Thinking out Loud - A Bushcraft Almanac?

I was looking through my bookshelf the other day and leafing through a couple of the better, yet somehow less well known, books. The first of these is a book I came into contact with via the JMBU weather course which is Eric Sloane's Weather Almanac. This is a fine book, it contains a lot of information about rural life, New England, weather forecasting and the almanacs and traditions of yesteryear. It is a good book to read dealing with the year one month at a time and recording the events and weather patterns therein. If your in any way interested in this area or the weather I would thoroughly recommend it.
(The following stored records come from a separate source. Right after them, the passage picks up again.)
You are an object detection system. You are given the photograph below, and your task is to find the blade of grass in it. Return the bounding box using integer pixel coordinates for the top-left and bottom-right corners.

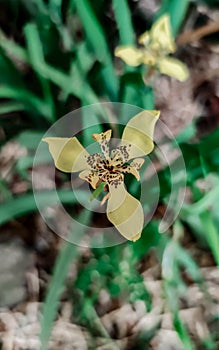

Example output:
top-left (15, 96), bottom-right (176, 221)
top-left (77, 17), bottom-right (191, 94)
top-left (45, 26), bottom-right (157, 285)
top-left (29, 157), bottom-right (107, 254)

top-left (0, 49), bottom-right (25, 89)
top-left (1, 29), bottom-right (71, 95)
top-left (1, 27), bottom-right (101, 110)
top-left (78, 298), bottom-right (120, 349)
top-left (112, 0), bottom-right (143, 120)
top-left (200, 211), bottom-right (219, 267)
top-left (173, 311), bottom-right (194, 350)
top-left (112, 0), bottom-right (135, 46)
top-left (142, 85), bottom-right (155, 109)
top-left (181, 184), bottom-right (219, 215)
top-left (48, 0), bottom-right (62, 24)
top-left (0, 86), bottom-right (51, 119)
top-left (24, 23), bottom-right (55, 122)
top-left (40, 209), bottom-right (91, 350)
top-left (0, 189), bottom-right (88, 226)
top-left (0, 102), bottom-right (25, 114)
top-left (156, 0), bottom-right (190, 36)
top-left (0, 29), bottom-right (29, 62)
top-left (73, 0), bottom-right (118, 99)
top-left (71, 58), bottom-right (107, 143)
top-left (76, 42), bottom-right (95, 74)
top-left (89, 182), bottom-right (106, 202)
top-left (24, 23), bottom-right (102, 107)
top-left (24, 23), bottom-right (80, 97)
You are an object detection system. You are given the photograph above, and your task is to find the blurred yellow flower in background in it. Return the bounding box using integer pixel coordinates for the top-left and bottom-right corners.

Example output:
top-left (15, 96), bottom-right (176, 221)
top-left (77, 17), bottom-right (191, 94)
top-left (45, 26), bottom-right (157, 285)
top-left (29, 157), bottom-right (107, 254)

top-left (43, 110), bottom-right (160, 241)
top-left (115, 15), bottom-right (189, 82)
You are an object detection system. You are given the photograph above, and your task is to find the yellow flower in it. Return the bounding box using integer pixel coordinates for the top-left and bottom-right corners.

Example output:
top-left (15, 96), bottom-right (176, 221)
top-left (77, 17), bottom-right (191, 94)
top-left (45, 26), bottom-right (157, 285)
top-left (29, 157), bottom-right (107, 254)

top-left (115, 15), bottom-right (189, 82)
top-left (43, 110), bottom-right (160, 242)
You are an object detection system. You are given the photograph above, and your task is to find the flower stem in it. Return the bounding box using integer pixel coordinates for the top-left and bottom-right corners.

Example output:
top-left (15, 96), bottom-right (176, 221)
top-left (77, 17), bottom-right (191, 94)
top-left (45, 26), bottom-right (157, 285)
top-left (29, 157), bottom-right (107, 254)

top-left (89, 182), bottom-right (106, 202)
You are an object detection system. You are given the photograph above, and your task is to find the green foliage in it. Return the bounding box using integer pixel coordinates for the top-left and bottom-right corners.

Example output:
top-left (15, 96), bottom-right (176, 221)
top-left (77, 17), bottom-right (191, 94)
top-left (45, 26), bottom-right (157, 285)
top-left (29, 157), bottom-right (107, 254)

top-left (0, 0), bottom-right (218, 349)
top-left (112, 0), bottom-right (135, 46)
top-left (40, 210), bottom-right (91, 350)
top-left (156, 0), bottom-right (190, 35)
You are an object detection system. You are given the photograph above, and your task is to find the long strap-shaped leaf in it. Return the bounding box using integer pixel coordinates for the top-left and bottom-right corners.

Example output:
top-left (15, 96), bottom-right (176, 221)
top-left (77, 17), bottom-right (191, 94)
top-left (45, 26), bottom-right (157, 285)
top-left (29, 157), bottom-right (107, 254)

top-left (40, 209), bottom-right (91, 350)
top-left (156, 0), bottom-right (190, 36)
top-left (0, 189), bottom-right (88, 226)
top-left (73, 0), bottom-right (118, 100)
top-left (23, 24), bottom-right (55, 121)
top-left (112, 0), bottom-right (135, 46)
top-left (112, 0), bottom-right (141, 121)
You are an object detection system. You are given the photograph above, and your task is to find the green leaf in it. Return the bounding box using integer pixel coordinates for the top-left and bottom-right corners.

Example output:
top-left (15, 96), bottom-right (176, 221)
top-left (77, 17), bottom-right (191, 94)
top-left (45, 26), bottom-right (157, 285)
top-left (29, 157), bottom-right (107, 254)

top-left (0, 29), bottom-right (28, 62)
top-left (112, 0), bottom-right (135, 46)
top-left (73, 0), bottom-right (109, 62)
top-left (0, 50), bottom-right (24, 88)
top-left (0, 102), bottom-right (25, 115)
top-left (0, 86), bottom-right (51, 119)
top-left (76, 42), bottom-right (95, 74)
top-left (40, 209), bottom-right (91, 350)
top-left (156, 0), bottom-right (190, 36)
top-left (89, 182), bottom-right (106, 201)
top-left (142, 85), bottom-right (155, 110)
top-left (24, 23), bottom-right (55, 121)
top-left (200, 211), bottom-right (219, 267)
top-left (0, 189), bottom-right (87, 226)
top-left (18, 130), bottom-right (45, 150)
top-left (24, 23), bottom-right (69, 89)
top-left (181, 183), bottom-right (219, 215)
top-left (173, 311), bottom-right (194, 350)
top-left (120, 72), bottom-right (147, 122)
top-left (48, 0), bottom-right (63, 24)
top-left (73, 0), bottom-right (118, 99)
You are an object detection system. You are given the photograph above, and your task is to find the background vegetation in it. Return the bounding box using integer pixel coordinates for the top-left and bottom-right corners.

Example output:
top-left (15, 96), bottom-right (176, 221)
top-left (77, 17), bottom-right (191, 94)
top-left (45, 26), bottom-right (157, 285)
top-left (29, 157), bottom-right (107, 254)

top-left (0, 0), bottom-right (219, 349)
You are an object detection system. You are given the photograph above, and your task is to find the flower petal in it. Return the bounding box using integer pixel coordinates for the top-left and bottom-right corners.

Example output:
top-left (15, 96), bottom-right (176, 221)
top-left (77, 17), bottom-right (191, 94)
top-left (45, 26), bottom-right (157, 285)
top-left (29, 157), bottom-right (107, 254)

top-left (130, 158), bottom-right (145, 170)
top-left (107, 182), bottom-right (144, 241)
top-left (150, 15), bottom-right (176, 53)
top-left (142, 51), bottom-right (156, 66)
top-left (111, 145), bottom-right (129, 165)
top-left (115, 46), bottom-right (144, 67)
top-left (121, 110), bottom-right (160, 159)
top-left (138, 31), bottom-right (150, 45)
top-left (43, 137), bottom-right (89, 172)
top-left (92, 130), bottom-right (112, 158)
top-left (79, 170), bottom-right (100, 189)
top-left (120, 158), bottom-right (144, 181)
top-left (158, 57), bottom-right (189, 81)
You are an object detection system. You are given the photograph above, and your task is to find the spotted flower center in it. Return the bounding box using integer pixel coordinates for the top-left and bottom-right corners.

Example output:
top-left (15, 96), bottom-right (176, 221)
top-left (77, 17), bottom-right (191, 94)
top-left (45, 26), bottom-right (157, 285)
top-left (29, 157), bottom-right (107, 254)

top-left (85, 144), bottom-right (132, 188)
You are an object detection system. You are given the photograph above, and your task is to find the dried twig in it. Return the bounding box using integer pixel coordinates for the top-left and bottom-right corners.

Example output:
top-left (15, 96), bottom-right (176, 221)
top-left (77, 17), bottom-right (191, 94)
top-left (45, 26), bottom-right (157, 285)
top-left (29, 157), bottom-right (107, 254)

top-left (177, 22), bottom-right (219, 45)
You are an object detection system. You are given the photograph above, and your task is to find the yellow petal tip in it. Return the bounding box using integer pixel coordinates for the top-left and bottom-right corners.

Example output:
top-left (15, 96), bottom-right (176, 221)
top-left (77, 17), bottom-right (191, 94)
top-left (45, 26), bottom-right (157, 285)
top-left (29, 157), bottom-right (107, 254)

top-left (131, 232), bottom-right (142, 242)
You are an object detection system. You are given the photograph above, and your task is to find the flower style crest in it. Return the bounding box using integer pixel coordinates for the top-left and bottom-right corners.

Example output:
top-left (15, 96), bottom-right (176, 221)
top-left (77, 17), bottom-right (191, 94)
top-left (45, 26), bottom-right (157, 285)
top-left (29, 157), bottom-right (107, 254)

top-left (115, 14), bottom-right (189, 82)
top-left (43, 110), bottom-right (160, 242)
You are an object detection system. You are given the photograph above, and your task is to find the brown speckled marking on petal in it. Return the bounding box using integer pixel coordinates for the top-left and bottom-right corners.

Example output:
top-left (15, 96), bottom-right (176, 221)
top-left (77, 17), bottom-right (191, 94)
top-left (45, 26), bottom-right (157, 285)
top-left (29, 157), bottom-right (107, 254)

top-left (111, 144), bottom-right (131, 165)
top-left (130, 158), bottom-right (145, 171)
top-left (86, 153), bottom-right (104, 170)
top-left (120, 158), bottom-right (144, 181)
top-left (79, 170), bottom-right (100, 189)
top-left (92, 130), bottom-right (112, 158)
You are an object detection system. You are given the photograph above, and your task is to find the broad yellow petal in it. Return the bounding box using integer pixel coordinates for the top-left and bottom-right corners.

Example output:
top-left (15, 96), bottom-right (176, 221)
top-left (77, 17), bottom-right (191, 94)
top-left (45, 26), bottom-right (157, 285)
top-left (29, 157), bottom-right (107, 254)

top-left (121, 110), bottom-right (160, 159)
top-left (79, 170), bottom-right (100, 189)
top-left (151, 15), bottom-right (176, 53)
top-left (115, 46), bottom-right (144, 67)
top-left (43, 137), bottom-right (89, 172)
top-left (158, 57), bottom-right (189, 81)
top-left (107, 182), bottom-right (143, 241)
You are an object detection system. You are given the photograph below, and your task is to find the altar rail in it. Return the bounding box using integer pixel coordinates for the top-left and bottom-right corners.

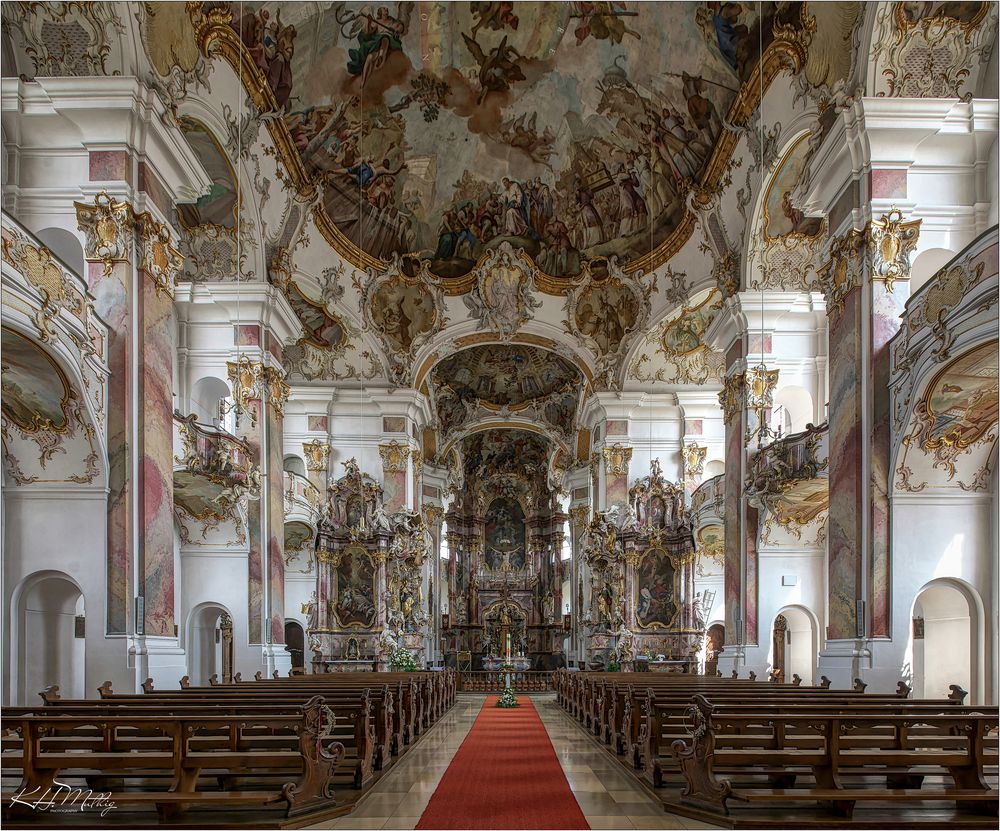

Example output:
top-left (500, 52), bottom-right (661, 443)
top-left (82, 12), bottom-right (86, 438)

It is one of my main reference books for my ever ongoing bushcraft and weather article.
The second book which I've been reading, largely on the train journey to my in-laws, is another gem from the so called "golden-age" of woodcraft. Cache Lake Country again takes this month by month approach and describes life in a cabin, working as a timber prospector. The book is a mixture of anecdotes, woods lore and instruction. There are tutorials on sleds, moccasins and recipies. It is without a doubt one of the best bushcraft books I've ever read and would definitley make my top ten list.
What links these books is their monthly approach. The idea of a seasonal bushcraft books is by no means original, indeed Ray Mears' Outdoor Survival Handbook follows a seasonal approach and remains one of his best works.Despite the black and white illustrations there is far more information and inspiration in this book than in some of the more coffee table style tomes he's produced more recently.
Having been thinking about the idea of an annual book I turned, naturally enough, to the old style almanac (a heavy shove from Eric Sloane's book helping here) I would love to have access to a bushcraft day book but what on earth would it need to contain? I think moon phases are a given, along with seasonal weather predictions. A list of seasonal plants and their expected flowering/sprouting times would also be of use. Aside from that anecdotes and observations as well as recipies and maybe a "knot of the month" type section would all be of use.
What do you think, what would you require in such a book and would it be of use to you?


Norseman said...

I picked up "Cache Lake Country" a few years ago when i was attending the University of Idaho. The University library was having a book sale and I was tickled pink when i found this book! I haven't looked at it in a while, but I think I had better re-read after seeing your post.

P.S. I am interested in seeing how your knife turns out!

Justin said...

I just happened upon your blog and saw your reference to Cache Lake Country. Its my favorite and I re-read it once every few years.

Wayland said...

If you liked "Cache Lake Country" you should try to get "Spindrift from a house by the sea."

It's not as good as CLC. but is in pretty much the same vein by the same author.